ALGÉRIE
24/02/2015 08h:21 CET | Actualisé 24/02/2015 09h:28 CET

Alger, entre place Audin et la Grande Poste, police partout et zorna à tous les coins

HuffPost Algérie

Entre la Place Audin et la Grande Poste, c'était depuis mardi matin, jour anniversaire de la nationalisation des hydrocarbures, police partout et zorna à tous les coins.

Les membres de la Coordination Nationale de la transition et des libertés démocratiques (CNLTD) avaient appelé à un rassemblement à la Grande Poste à midi pour s'opposer à l'exploitation du gaz de schiste et soutenir la population du sud. Les autorités ont pris les devants en occupant physiquement les lieux.

Le déploiement policier, conséquent comme à chaque annonce de manifestation "non autorisée", s'est doublé pour cette journée de manifestations festives organisée par les autorités locales, solennellement installées sous une tente, au niveau de la Grande Poste pendant que baroud et zorna tonnaient.

Une autre tente, estampillée Union Générale des Travailleurs algériens (UGTA) installée au niveau de la place Maurice Audin avait aussi sa troupe de zorna tandis que des camions estafettes tournaient autour de la zone en diffusant à plein tube Mabkach Isti3mar Fi Bladna (Il n'y a plus de colonisation dans notre pays) de Hadj M'Hamed El Anka.

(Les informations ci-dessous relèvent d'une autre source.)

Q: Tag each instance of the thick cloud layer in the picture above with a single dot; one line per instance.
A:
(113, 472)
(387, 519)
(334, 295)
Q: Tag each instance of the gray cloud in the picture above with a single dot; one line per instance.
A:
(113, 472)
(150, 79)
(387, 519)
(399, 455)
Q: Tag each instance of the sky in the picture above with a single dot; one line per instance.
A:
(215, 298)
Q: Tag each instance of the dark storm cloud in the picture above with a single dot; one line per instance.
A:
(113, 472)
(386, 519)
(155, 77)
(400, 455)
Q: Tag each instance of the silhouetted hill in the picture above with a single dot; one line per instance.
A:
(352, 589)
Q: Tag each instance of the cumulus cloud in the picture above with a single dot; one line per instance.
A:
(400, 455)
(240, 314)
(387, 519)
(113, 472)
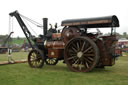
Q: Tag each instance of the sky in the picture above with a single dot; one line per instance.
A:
(58, 10)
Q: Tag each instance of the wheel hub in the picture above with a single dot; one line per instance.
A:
(79, 54)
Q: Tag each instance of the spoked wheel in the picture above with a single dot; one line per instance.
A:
(36, 59)
(51, 61)
(81, 54)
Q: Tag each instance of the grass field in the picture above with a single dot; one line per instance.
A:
(22, 74)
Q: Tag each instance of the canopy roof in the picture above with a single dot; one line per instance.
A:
(99, 22)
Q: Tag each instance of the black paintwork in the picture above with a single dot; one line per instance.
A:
(114, 22)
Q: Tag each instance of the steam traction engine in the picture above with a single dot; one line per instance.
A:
(81, 50)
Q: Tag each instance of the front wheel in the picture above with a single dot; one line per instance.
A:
(36, 59)
(51, 61)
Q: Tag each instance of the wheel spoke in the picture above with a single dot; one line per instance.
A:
(83, 46)
(81, 54)
(87, 50)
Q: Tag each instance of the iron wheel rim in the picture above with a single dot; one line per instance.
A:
(81, 54)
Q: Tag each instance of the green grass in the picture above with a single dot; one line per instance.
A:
(22, 74)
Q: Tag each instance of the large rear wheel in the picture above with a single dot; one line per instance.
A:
(81, 54)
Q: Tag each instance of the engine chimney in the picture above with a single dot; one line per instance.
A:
(45, 24)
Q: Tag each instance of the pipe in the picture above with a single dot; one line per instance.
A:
(45, 25)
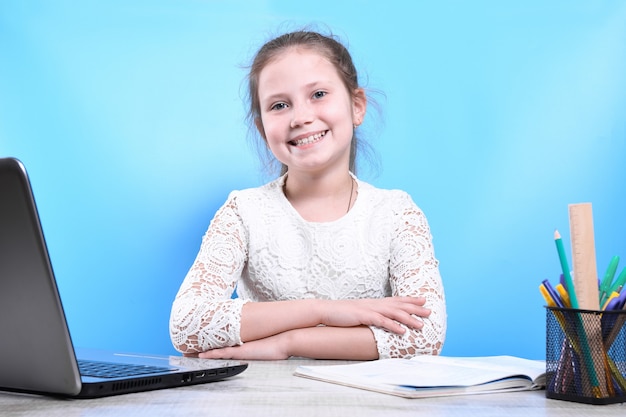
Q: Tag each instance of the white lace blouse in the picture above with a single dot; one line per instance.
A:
(259, 246)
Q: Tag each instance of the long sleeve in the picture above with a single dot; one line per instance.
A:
(204, 316)
(414, 271)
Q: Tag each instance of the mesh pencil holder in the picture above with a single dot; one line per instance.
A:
(586, 355)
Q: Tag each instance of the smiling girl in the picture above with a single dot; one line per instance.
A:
(325, 265)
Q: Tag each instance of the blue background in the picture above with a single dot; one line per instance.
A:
(495, 116)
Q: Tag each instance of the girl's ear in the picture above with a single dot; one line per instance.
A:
(359, 106)
(259, 126)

Les troupes de zorna étaient particulièrement enthousiastes au niveau de la Grande Poste sous le regard du Wali d'Alger, Abdelkader Zoukh, sous la "tente" des autorités et l'estrade où des badauds, des jeunes des associations sportives surtout, faisait les spectateurs.

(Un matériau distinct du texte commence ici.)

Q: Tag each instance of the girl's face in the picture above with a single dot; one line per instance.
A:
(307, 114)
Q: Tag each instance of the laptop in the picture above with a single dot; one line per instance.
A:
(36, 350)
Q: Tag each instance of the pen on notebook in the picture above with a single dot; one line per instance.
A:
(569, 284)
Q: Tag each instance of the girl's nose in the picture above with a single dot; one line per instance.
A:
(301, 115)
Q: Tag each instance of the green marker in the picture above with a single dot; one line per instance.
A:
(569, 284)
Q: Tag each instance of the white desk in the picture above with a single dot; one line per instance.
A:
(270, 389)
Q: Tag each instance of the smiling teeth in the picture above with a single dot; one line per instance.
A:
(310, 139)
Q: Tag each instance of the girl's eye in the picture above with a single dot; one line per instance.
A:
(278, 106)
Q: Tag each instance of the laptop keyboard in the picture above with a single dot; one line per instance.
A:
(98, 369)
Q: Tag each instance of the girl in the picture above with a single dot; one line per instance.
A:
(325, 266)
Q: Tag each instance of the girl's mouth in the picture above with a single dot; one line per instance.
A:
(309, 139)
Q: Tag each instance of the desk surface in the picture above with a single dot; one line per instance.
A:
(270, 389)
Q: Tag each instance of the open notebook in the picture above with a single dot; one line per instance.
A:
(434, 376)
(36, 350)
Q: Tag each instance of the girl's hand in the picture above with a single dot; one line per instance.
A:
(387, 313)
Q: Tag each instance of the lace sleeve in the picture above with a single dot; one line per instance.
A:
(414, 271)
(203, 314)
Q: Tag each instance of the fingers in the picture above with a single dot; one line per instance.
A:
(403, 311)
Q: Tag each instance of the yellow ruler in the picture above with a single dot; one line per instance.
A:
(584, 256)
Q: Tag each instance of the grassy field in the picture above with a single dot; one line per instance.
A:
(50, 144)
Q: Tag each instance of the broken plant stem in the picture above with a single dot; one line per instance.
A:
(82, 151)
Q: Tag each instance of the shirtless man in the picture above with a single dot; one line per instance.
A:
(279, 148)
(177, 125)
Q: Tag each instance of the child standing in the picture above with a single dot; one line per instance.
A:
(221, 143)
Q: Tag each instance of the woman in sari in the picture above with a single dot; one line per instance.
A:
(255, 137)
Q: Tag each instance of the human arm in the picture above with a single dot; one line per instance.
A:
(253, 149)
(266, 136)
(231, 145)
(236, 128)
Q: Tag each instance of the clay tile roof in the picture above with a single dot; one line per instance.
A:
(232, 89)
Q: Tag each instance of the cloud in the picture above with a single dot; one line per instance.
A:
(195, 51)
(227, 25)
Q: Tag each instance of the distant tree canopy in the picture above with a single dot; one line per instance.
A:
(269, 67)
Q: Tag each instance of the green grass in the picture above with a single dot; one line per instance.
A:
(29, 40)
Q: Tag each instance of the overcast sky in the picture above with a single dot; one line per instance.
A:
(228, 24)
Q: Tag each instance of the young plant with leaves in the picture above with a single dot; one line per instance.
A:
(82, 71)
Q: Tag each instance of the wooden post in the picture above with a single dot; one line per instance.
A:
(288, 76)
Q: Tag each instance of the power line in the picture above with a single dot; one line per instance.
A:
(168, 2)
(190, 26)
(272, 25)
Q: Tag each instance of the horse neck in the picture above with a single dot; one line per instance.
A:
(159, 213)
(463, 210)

Baroud à souhait. Les troupes de zorna faisaient leur job. Toutes ne montraient pas de l'entrain. Une petite troupe installée en face de la librairie de l'Office des publications universitaires se contentait d'observer la grosse pagaille qui s'est installée au niveau du tunnel des facultés. Un jeune costumé, style "cadre", est venu les rappeler à leur devoir : "allez, ghaytou !, les cyclistes vont arriver".

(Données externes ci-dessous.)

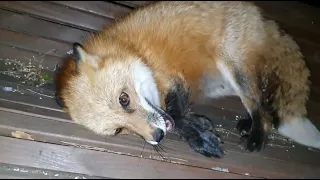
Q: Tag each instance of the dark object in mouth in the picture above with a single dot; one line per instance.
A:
(196, 129)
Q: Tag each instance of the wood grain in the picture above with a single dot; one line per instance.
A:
(76, 160)
(106, 9)
(33, 43)
(40, 28)
(57, 13)
(266, 164)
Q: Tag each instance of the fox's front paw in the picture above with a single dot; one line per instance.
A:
(256, 140)
(201, 137)
(244, 125)
(205, 143)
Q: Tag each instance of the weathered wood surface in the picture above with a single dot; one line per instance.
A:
(42, 33)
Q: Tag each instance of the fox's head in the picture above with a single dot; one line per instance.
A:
(112, 94)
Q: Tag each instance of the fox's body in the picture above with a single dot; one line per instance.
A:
(215, 48)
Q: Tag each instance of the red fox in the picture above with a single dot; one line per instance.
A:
(139, 74)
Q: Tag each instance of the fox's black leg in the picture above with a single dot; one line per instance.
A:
(244, 124)
(197, 130)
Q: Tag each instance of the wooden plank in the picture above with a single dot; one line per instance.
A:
(301, 15)
(49, 30)
(15, 54)
(39, 45)
(101, 8)
(57, 13)
(22, 172)
(260, 165)
(76, 160)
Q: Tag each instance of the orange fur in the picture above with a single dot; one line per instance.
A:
(188, 40)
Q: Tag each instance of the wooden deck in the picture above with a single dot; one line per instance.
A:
(39, 140)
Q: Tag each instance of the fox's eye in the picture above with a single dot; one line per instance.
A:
(117, 131)
(124, 100)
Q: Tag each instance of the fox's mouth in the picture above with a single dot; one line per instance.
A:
(166, 117)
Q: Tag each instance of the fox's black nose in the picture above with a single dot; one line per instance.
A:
(158, 135)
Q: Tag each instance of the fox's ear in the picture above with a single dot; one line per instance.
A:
(82, 56)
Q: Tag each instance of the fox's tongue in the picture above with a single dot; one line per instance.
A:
(169, 125)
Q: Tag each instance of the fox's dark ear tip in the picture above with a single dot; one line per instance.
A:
(76, 45)
(59, 100)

"Ce n'est pas une course, explique un jeune cycliste, c'est juste une "balade" entre place du 1er mai et la Grande Poste". Une équipe sportive d’Ain Benian suivait sagement son entraîneur, mobilisé comme de nombreuses associations sportives.

La police et les autorités locales ont également occupé le terrain médiatique. A la Grande Poste, des responsables de l'APW se partageaient, pratiquement avec les mêmes mots, la tâche d'expliquer aux télévisions qu'il s'agissait d'une "fête", certains rappelaient "Boumediene", d'autres invoquaient les chouhadas.

"L'opposition? Mais il n'y a pas d'opposition" lançait l'un d'eux, satisfait, de voir les opposants maintenus loin de son secteur festif. La "victoire" du pouvoir aurait été totale si un petit groupe d'une cinquantaine de personnes n'avait décidé de braver l'empêchement physique et l’occupation de l’espace par les autorités.

Le parcours du combattant

C'était vers 11H30, le groupe avançait, crânement, aux cris "d'Algérie libre et démocratique", "honte, honte, ils ont vendu la révolution pour des dollars". De la Place Audin à la Grande Poste, à quelque pas de la "tente des autorités", ce fut un vrai "parcours du combattant".

Une femme s’étonne de voir si peu de manifestants et tant de policiers. On sourit, goguenards. "Ils ont quand même réussi à leur gâcher leur fiesta" rigole un quinquagénaire.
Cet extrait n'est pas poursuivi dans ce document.